A persistent string type with the same API as a linked-list of characters.
The FiniteCharList
type is probably what you want to use. It behaves just like a linked list of characters but with better (TODO: verify) performance.
The CharList<Tail>
type allows customization of the data structure by allowing a custom tail. I'm using this to emulate Prolog's open-ended lists where the tail of the list may be an uninstantiated Prolog variable.
A FiniteCharList
is just a type alias for CharList<()>
.
Generic CharList
s have much fewer abilities provided by this crate because the nature of the tail is unknown. For instance, CharList<Tail>
does not implement AsRef<str>
or even PartialEq
!
The intention is that you will wrap a CharList<YourTail>
in a newtype and implement those traits if it makes sense for your problem space. For example, I (plan to) use a CharList<ast::Expression>
which will implement PartialEq
because I want syntactic equality.
See the docs for memory-layout diagrams and explanations of how it all works.
This crate is a work in progress. Specifically Not all uses of unsafe
have been validated! Please don't use this for anything serious yet.

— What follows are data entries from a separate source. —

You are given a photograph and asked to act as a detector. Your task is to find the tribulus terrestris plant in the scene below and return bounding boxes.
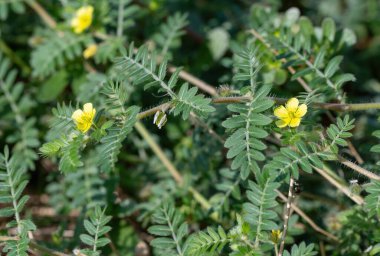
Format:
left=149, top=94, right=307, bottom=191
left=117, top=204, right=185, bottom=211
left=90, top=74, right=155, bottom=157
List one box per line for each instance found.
left=0, top=0, right=380, bottom=256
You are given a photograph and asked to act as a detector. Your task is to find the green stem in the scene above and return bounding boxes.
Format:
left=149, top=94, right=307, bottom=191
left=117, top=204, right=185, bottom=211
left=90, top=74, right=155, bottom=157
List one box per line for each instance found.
left=0, top=39, right=31, bottom=75
left=135, top=122, right=218, bottom=220
left=137, top=96, right=380, bottom=119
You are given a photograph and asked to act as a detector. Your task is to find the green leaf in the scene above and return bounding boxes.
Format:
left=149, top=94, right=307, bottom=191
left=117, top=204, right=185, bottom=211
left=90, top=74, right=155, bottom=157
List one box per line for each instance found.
left=207, top=27, right=230, bottom=60
left=325, top=56, right=343, bottom=78
left=322, top=18, right=336, bottom=42
left=37, top=70, right=68, bottom=102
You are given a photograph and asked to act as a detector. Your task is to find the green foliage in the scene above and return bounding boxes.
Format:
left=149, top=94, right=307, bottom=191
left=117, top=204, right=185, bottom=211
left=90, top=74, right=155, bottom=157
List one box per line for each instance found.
left=365, top=181, right=380, bottom=216
left=0, top=0, right=25, bottom=20
left=0, top=146, right=36, bottom=256
left=116, top=44, right=214, bottom=119
left=210, top=169, right=242, bottom=214
left=186, top=226, right=231, bottom=256
left=80, top=206, right=112, bottom=256
left=98, top=106, right=139, bottom=171
left=233, top=44, right=266, bottom=91
left=148, top=203, right=189, bottom=255
left=243, top=174, right=280, bottom=246
left=265, top=115, right=354, bottom=180
left=284, top=242, right=318, bottom=256
left=271, top=27, right=355, bottom=101
left=0, top=53, right=39, bottom=169
left=153, top=13, right=188, bottom=56
left=0, top=0, right=380, bottom=256
left=222, top=86, right=273, bottom=180
left=31, top=31, right=92, bottom=78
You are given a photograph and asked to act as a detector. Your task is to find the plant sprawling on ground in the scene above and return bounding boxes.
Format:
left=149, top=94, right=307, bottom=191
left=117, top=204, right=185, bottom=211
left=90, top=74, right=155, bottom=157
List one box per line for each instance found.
left=0, top=0, right=380, bottom=256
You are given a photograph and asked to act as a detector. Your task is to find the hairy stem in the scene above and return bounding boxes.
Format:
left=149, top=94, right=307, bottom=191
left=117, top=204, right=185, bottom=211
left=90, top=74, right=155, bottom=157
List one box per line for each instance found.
left=135, top=122, right=217, bottom=220
left=278, top=176, right=294, bottom=256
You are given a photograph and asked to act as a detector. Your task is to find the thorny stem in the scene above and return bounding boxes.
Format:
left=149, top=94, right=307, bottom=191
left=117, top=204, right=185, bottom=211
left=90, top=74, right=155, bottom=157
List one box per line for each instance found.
left=313, top=167, right=364, bottom=205
left=278, top=176, right=294, bottom=256
left=0, top=236, right=70, bottom=256
left=26, top=0, right=57, bottom=29
left=135, top=122, right=217, bottom=220
left=137, top=96, right=380, bottom=119
left=276, top=189, right=338, bottom=241
left=116, top=0, right=124, bottom=37
left=338, top=156, right=380, bottom=181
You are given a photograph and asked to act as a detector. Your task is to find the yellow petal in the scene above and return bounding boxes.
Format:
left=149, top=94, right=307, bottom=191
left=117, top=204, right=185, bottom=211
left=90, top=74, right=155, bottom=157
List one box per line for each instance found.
left=285, top=98, right=299, bottom=113
left=83, top=103, right=94, bottom=114
left=274, top=106, right=289, bottom=119
left=276, top=119, right=289, bottom=128
left=294, top=104, right=307, bottom=117
left=71, top=109, right=83, bottom=122
left=289, top=118, right=301, bottom=127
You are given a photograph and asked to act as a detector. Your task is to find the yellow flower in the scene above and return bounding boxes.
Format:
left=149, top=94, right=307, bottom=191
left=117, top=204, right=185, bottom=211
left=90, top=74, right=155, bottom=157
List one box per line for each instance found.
left=274, top=98, right=307, bottom=128
left=270, top=230, right=282, bottom=244
left=71, top=103, right=96, bottom=133
left=83, top=44, right=98, bottom=59
left=71, top=5, right=94, bottom=34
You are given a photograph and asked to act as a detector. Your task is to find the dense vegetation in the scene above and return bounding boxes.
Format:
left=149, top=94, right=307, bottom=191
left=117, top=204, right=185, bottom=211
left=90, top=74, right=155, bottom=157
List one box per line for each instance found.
left=0, top=0, right=380, bottom=256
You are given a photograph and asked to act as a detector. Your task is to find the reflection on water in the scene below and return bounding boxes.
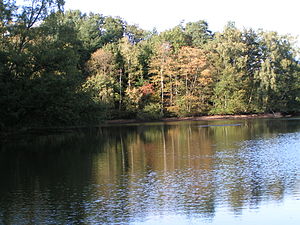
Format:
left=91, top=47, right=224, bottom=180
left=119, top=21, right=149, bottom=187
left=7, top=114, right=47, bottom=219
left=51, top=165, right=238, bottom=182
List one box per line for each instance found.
left=0, top=119, right=300, bottom=224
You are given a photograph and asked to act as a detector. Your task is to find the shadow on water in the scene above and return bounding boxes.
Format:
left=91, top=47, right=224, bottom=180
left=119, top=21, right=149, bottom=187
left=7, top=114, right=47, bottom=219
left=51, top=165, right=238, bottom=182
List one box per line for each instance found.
left=0, top=119, right=300, bottom=224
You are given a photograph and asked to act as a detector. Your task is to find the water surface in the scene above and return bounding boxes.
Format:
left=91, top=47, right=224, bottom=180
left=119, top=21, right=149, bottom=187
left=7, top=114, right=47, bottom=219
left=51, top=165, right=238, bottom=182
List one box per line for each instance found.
left=0, top=118, right=300, bottom=225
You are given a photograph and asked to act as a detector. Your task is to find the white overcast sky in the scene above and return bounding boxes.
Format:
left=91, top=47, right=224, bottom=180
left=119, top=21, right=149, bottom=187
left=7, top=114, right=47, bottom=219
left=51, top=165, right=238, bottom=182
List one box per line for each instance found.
left=65, top=0, right=300, bottom=36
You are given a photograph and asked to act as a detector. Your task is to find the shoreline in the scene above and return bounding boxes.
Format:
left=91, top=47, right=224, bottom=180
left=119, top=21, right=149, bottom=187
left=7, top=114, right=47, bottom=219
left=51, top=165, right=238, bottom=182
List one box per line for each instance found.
left=104, top=113, right=293, bottom=125
left=0, top=113, right=298, bottom=143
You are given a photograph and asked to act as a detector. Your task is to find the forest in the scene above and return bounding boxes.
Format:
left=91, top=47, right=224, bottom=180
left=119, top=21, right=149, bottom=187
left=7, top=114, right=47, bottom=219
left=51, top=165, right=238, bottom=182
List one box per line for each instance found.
left=0, top=0, right=300, bottom=131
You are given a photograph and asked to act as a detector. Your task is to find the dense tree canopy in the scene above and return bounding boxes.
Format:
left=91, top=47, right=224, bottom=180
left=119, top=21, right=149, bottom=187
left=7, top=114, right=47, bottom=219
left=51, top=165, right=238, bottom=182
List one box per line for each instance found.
left=0, top=0, right=300, bottom=129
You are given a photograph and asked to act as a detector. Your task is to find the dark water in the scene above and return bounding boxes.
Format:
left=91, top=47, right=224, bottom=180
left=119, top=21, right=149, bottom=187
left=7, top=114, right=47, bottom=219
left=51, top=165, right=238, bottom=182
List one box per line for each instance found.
left=0, top=118, right=300, bottom=225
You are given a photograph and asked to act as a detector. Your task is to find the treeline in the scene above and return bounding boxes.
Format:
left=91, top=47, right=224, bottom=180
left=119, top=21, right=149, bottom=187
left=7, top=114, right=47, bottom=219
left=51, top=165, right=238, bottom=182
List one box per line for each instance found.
left=0, top=0, right=300, bottom=129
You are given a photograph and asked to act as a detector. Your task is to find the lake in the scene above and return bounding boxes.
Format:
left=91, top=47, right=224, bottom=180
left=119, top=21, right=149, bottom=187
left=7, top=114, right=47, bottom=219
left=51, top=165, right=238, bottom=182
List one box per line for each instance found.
left=0, top=118, right=300, bottom=225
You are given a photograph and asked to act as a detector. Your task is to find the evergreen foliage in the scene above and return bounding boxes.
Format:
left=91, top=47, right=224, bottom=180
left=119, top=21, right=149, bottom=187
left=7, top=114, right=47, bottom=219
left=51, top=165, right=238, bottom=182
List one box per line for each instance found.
left=0, top=0, right=300, bottom=129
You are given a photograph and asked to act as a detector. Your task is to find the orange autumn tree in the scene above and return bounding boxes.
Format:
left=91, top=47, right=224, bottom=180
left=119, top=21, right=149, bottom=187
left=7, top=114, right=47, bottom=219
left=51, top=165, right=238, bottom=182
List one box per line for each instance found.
left=171, top=47, right=213, bottom=116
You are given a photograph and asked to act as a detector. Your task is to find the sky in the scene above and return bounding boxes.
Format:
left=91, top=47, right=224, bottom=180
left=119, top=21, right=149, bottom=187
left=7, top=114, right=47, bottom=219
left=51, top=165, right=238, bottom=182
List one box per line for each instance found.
left=65, top=0, right=300, bottom=36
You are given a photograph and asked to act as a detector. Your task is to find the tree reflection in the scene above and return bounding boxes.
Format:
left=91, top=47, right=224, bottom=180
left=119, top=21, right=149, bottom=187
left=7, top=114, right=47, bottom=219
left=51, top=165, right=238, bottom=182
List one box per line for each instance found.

Safety audits are welcome and appreciated! I'm still quite new to writing unsafe
code.
Also, this crate depends on front-vec
which is also badly in need of auditing.
use assert2::assert; // For nicer assertions.
let icon = FiniteCharList::from("icon");
let nomicon = icon.cons_str("nom");
let rustonomicon = nomicon.cons_str("rusto");
// Cloning requires
// 1) copying two words, and
// 2) performing one BTreeMap lookup.
let rustonomicon2 = rustonomicon.clone();
assert!(icon == "icon");
assert!(nomicon == "nomicon");
assert!(rustonomicon == "rustonomicon");
assert!(rustonomicon == rustonomicon2);
// No new allocations required (if underlying buffer capacity allows).
// Mutably prepends the `&str` to the buffer without shifting memory.
let the_book = rustonomicon.cons_str("the ");
assert!(the_book == "the rustonomicon");
// Drop to mutably resize underlying buffer and
drop(rustonomicon);
drop(the_book);
drop(rustonomicon2);
let janelle_monae = icon.cons('b'); // Duplication required now.